На наше молчание и уклонение от ответа мать всегда реагировала слезами и всхлипами. Я никогда не верил, что мать сможет убить семейную любовь, расколоть нашу семью, изо дня в день терпевшую лишения, позволит нам узнать ледяное слово «мачеха».
В детстве слово «мачеха» означало для меня женщину, внушающую страх и несущую тревоги, а еще собранную из осколков разбитую семью. Нарочно или нет, но я читал и слышал множество историй про страшную мачеху. В консервативном обществе, где развод еще не стал привычным делом, повсеместно приемлемым явлением, а считался чем-то ненормальным, царили предубеждения против женщин, которых брали в жены после развода. Общество воплощало это презрение в сказках, которые внушали не знавшим жизни детям ужас перед возможностью прихода мачехи; во всех сказках трагический удел детей, в жизни которых появлялась мачеха, выражался в побоях, мучениях и голоде, которые им приходилось от нее терпеть. Развод родителей стал бы для меня внутренним кошмаром, и поэтому, чтобы усмирить пожар семейной войны, мы с братьями и сестрой хотели быть послушными детьми, хотели своей смышленостью подарить веселье и радость жизни нашей матери.
4
Я трусливый и болезненный человек. Самую первую боль мне причинила палка матери.
Когда я вырос, мое познание и понимание боли стало сильнее и глубже. Боль – это неизбежный путь каждого человека, неважно, из простых ли он бедняков или из императоров и князей, в жизни невозможно избежать столкновения с болью и мучениями.
Боль – главнейший враг физиологии, психологии и тела. Стенанья, самоубийство, ренегатство, капитуляция, смерть – все это растущие на дереве боли дурные плоды. Но боль – это не болезнь, для меня боль всегда была связана с семейной любовью, с болью текла кровь наших семейных уз.
Я прозревал в бессчетных случаях телесной боли. У боли есть пол и возраст. Стоны женщины, которая разрешается от бремени, – вот источник боли всего человечества. Когда я пришел в этот мир, моя мать подверглась смертельной опасности, у нее почти не было шансов выжить. В тот момент она испытала самое глубокое сожаление и прочувствовала тендерную несправедливость.
Мать до конца жизни помнила боль, которую испытала при родах, и с тех пор насильно переносила ее на меня.
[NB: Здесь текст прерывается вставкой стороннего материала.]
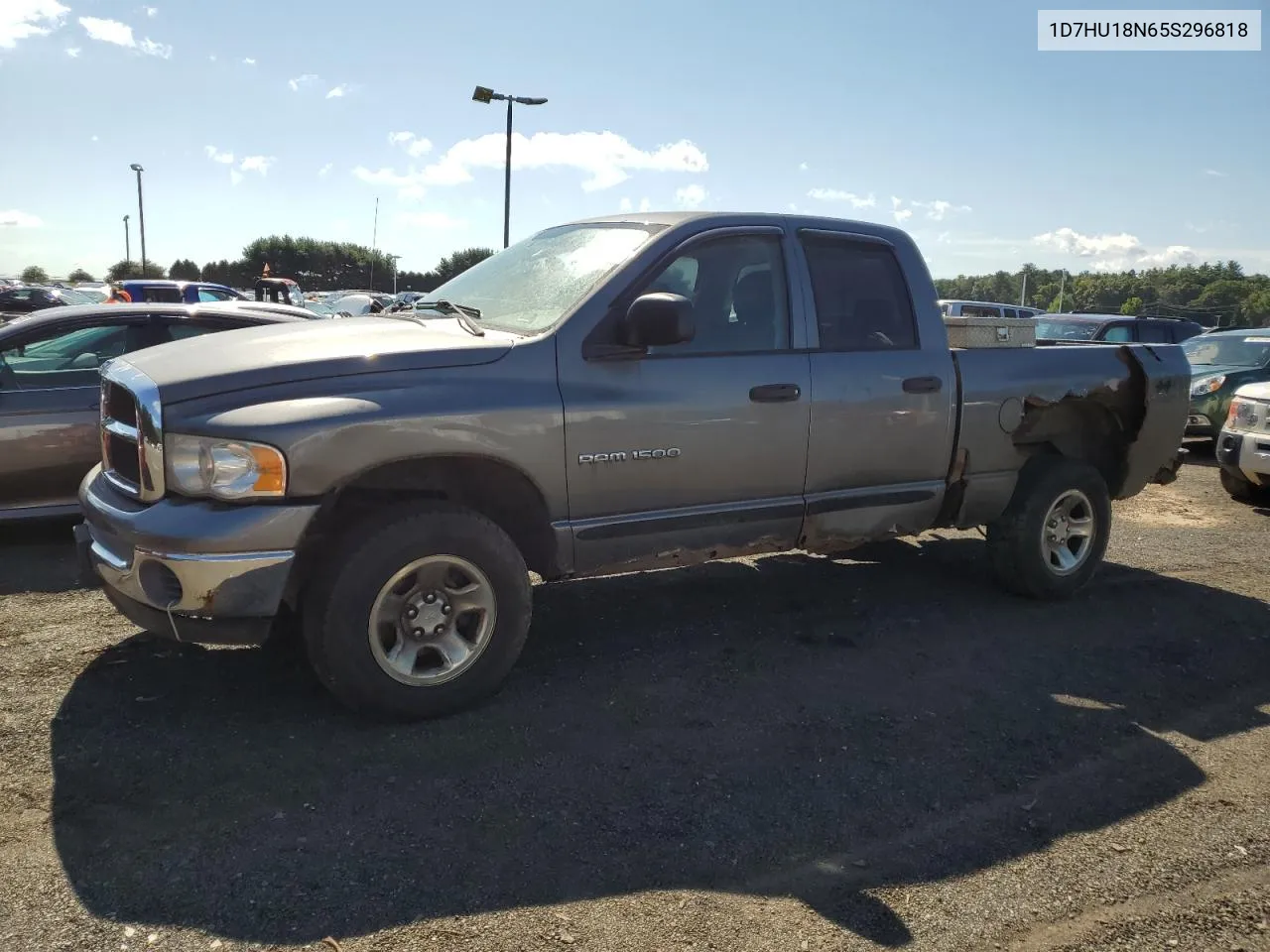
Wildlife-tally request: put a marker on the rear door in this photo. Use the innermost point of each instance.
(883, 400)
(698, 447)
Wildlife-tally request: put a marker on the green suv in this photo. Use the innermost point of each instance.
(1220, 363)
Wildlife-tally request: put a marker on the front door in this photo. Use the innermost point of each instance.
(698, 449)
(884, 405)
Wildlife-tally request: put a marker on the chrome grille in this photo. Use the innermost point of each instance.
(131, 431)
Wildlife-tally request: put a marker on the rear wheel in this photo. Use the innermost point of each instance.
(1242, 489)
(1052, 537)
(421, 615)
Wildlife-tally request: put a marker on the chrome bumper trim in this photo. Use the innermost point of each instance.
(238, 584)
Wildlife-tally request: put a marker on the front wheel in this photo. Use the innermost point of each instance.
(418, 613)
(1052, 537)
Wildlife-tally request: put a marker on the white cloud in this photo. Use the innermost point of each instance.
(832, 194)
(22, 19)
(257, 163)
(13, 218)
(604, 158)
(1074, 243)
(430, 220)
(108, 31)
(690, 195)
(121, 35)
(1174, 254)
(939, 208)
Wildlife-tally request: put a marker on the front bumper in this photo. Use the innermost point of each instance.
(1248, 453)
(200, 571)
(1199, 425)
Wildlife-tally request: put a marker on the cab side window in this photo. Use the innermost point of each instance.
(738, 293)
(861, 299)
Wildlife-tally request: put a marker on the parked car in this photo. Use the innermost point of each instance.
(176, 293)
(391, 480)
(985, 308)
(27, 299)
(1243, 444)
(50, 388)
(1220, 363)
(1112, 329)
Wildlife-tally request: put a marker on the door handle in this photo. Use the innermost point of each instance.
(924, 385)
(775, 393)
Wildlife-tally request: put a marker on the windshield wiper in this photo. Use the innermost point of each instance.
(465, 313)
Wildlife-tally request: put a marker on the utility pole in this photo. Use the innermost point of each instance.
(484, 94)
(141, 214)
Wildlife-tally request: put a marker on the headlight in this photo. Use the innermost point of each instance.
(1206, 385)
(1245, 414)
(223, 468)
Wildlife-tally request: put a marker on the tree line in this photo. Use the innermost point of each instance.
(1215, 295)
(1211, 294)
(314, 264)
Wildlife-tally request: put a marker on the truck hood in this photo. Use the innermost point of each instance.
(280, 353)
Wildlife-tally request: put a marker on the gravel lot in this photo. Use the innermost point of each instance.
(784, 753)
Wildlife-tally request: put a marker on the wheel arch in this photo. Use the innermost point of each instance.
(497, 489)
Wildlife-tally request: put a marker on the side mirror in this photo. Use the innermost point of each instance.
(658, 318)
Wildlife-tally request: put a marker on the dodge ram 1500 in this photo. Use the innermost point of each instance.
(608, 395)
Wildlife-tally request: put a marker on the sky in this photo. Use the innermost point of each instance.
(257, 117)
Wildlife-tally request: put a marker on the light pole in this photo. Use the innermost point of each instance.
(484, 94)
(394, 258)
(141, 216)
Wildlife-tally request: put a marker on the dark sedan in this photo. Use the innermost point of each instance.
(1220, 363)
(50, 389)
(1111, 329)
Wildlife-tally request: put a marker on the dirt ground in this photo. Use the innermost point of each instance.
(784, 753)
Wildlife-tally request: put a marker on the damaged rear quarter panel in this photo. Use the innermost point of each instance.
(1008, 395)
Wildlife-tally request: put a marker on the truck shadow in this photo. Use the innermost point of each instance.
(794, 728)
(39, 556)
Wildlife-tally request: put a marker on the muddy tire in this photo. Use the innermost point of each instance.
(1052, 537)
(1241, 489)
(418, 613)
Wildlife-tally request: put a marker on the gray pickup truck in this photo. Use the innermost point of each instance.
(610, 395)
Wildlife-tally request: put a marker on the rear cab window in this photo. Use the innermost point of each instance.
(860, 295)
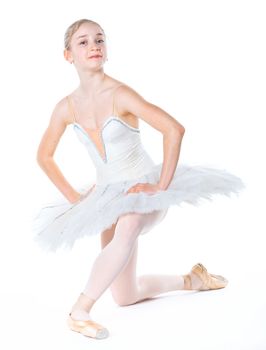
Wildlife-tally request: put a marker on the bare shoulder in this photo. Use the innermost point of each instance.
(130, 102)
(59, 119)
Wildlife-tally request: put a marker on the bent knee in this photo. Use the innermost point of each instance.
(124, 301)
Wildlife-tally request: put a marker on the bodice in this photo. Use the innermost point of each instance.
(124, 156)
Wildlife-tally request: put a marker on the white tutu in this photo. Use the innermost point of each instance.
(61, 224)
(125, 163)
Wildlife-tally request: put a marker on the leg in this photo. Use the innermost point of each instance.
(111, 260)
(127, 288)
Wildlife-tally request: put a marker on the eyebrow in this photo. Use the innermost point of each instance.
(82, 36)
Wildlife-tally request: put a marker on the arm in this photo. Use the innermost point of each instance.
(131, 102)
(47, 147)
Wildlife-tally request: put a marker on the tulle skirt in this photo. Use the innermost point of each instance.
(60, 223)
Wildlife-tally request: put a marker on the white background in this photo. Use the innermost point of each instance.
(204, 63)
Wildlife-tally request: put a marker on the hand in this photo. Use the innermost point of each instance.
(144, 187)
(76, 199)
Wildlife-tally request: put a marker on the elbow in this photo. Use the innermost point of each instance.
(42, 160)
(180, 130)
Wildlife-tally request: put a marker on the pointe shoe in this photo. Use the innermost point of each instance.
(209, 281)
(88, 328)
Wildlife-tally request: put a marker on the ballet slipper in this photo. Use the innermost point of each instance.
(88, 328)
(209, 281)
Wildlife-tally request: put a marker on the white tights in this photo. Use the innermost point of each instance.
(115, 266)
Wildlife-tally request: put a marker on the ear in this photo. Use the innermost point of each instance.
(68, 55)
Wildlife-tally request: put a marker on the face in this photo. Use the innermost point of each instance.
(87, 47)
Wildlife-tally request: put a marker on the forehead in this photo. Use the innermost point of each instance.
(88, 29)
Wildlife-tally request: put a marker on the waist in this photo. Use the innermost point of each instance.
(116, 171)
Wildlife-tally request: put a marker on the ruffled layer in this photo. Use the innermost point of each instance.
(60, 224)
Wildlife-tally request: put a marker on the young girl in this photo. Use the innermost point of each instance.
(131, 194)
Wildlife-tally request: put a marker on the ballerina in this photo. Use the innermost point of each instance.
(131, 194)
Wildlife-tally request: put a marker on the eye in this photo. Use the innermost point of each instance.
(82, 42)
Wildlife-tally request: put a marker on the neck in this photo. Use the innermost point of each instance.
(91, 83)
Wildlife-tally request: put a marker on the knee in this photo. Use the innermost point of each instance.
(128, 228)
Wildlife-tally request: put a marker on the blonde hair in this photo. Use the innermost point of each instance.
(71, 30)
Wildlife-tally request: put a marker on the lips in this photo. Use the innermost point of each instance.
(95, 56)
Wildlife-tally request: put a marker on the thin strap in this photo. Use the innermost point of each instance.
(113, 113)
(71, 108)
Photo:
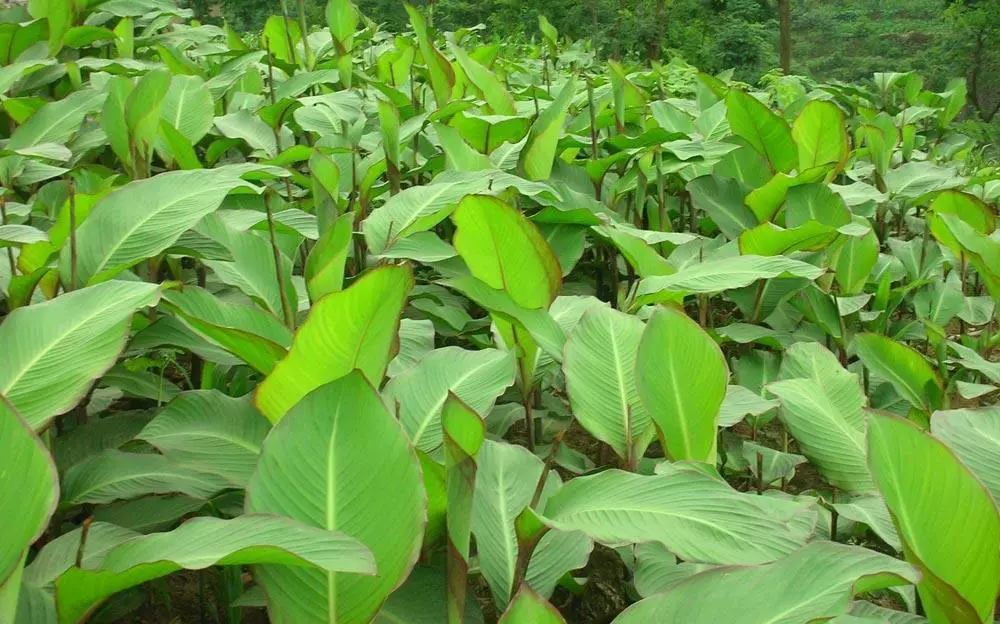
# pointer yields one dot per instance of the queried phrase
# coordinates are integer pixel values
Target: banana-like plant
(351, 321)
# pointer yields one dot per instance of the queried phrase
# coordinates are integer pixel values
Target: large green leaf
(698, 517)
(822, 406)
(681, 378)
(114, 475)
(768, 133)
(209, 431)
(599, 365)
(477, 378)
(946, 519)
(51, 352)
(821, 136)
(812, 584)
(204, 542)
(340, 461)
(722, 274)
(506, 251)
(907, 370)
(27, 477)
(352, 329)
(974, 435)
(256, 337)
(145, 217)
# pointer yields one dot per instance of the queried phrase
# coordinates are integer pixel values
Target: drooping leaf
(339, 461)
(946, 519)
(681, 378)
(814, 583)
(201, 543)
(78, 334)
(366, 318)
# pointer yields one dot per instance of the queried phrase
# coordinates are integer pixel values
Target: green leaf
(722, 200)
(77, 336)
(681, 378)
(204, 542)
(946, 519)
(27, 476)
(822, 406)
(543, 139)
(256, 337)
(821, 136)
(366, 316)
(506, 251)
(907, 371)
(339, 461)
(113, 475)
(599, 364)
(722, 274)
(58, 121)
(477, 378)
(813, 584)
(766, 132)
(974, 436)
(464, 432)
(697, 517)
(145, 217)
(528, 607)
(211, 432)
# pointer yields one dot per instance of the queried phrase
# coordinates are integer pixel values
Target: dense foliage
(361, 326)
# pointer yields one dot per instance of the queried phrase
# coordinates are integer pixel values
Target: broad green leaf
(188, 107)
(722, 274)
(209, 431)
(505, 483)
(946, 519)
(464, 432)
(340, 461)
(366, 318)
(722, 200)
(599, 364)
(766, 132)
(256, 337)
(528, 607)
(907, 371)
(58, 121)
(506, 251)
(204, 542)
(822, 406)
(821, 136)
(681, 377)
(145, 217)
(51, 352)
(28, 479)
(114, 475)
(813, 584)
(543, 138)
(696, 516)
(477, 378)
(974, 436)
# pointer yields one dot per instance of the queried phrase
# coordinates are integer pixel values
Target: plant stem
(72, 237)
(3, 221)
(286, 306)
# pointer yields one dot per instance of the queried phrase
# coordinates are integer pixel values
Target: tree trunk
(785, 18)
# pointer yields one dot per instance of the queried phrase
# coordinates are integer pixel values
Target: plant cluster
(349, 321)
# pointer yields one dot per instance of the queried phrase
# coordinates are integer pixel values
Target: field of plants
(408, 328)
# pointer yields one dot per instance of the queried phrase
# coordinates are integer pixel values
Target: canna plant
(397, 327)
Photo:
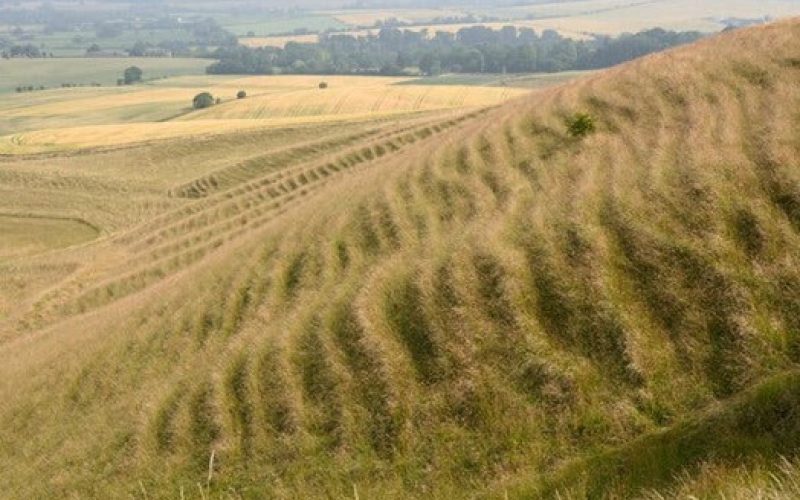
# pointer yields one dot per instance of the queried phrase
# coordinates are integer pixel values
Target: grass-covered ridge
(592, 281)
Когда я шалил или когда портилось ее настроение, в ход шла палка, метла, кухонная лопатка, каминные щипцы или даже кухонный нож, – все эти бытовые предметы, которые можно взять походя, словно волшебный меч обрушивались на мое тело, и та боль, изнурившая когда-то мать до полусмерти, в одно мгновение переходила на мою плоть.
Боль передавалась от старшей младшим, потому что мать любила нас, но ей недоставало культуры воспитания, и эта любовь часто оставляла на моей плоти кровоточащие раны. Душевная травма не позволяла мне видеть облегчение и успокоение, которые она испытывала, выместив свою боль на мне. Иногда, когда я вытирал с лица слезы, мать в одиночестве пряталась в углу и плакала сама. Много лет спустя, когда я стал отцом, я неожиданно понял, что можно передать любовь, но невозможно отдать боль.
Та боль стала похожа на выдержанную фотопленку, высушенную и местами покрытую царапинами, но, казалось, была выгравирована в камне и ушла в глубины времен. Маленькая улица Ханкоу – это место, где мне было больнее всего. Это воспоминание о времени, когда мне не было и шести, такое же твердое, как сизые камни этой улочки. В тот день мы с приятелями лежали на каменном мосту и смотрели на течение бежавшей внизу реки и на резвящихся в воде рыбок. Мост возвышался над поверхностью воды на несколько чжанов[8], вода была мрачна, и самый острый взгляд не мог измерить ее глубину. Я был молодой и глупый и не считал глубокие воды реки своим врагом, и уж тем более не чуял приближавшейся потихоньку опасности. Только когда обыскавшаяся меня мать неслышно подошла сзади и в ярости вцепилась мне в ухо, я отчетливо ощутил неизбежность побоев. Я боролся изо всех сил, но это лишь еще больше разгневало ее. Ухо стало обузой для моего тела и самой удобной рукояткой для матери. Она вцепилась в него мертвой хваткой, и чтобы облегчить боль, я из последних сил привставал на цыпочки, но гнев матушкиной руки и неровность уличной брусчатки не позволяли облегчить боль моему уху. К моменту, как мы прошли улицу, ухо демонстрировало признаки отделения, роняя бусинки алой крови на мое тело и на сизую брусчатку, растекаясь по ней прекрасными и скорбными цветами кровавой сливы. Сквозь свой громкий рев я смутно слышал, как кто-то рядом укоряет мать; зеваки и заступники, поддерживая слабого невежественного ребенка, прибегли к таким словам, как «жестокая», «это уж слишком», «мачеха», и прочим в том же духе.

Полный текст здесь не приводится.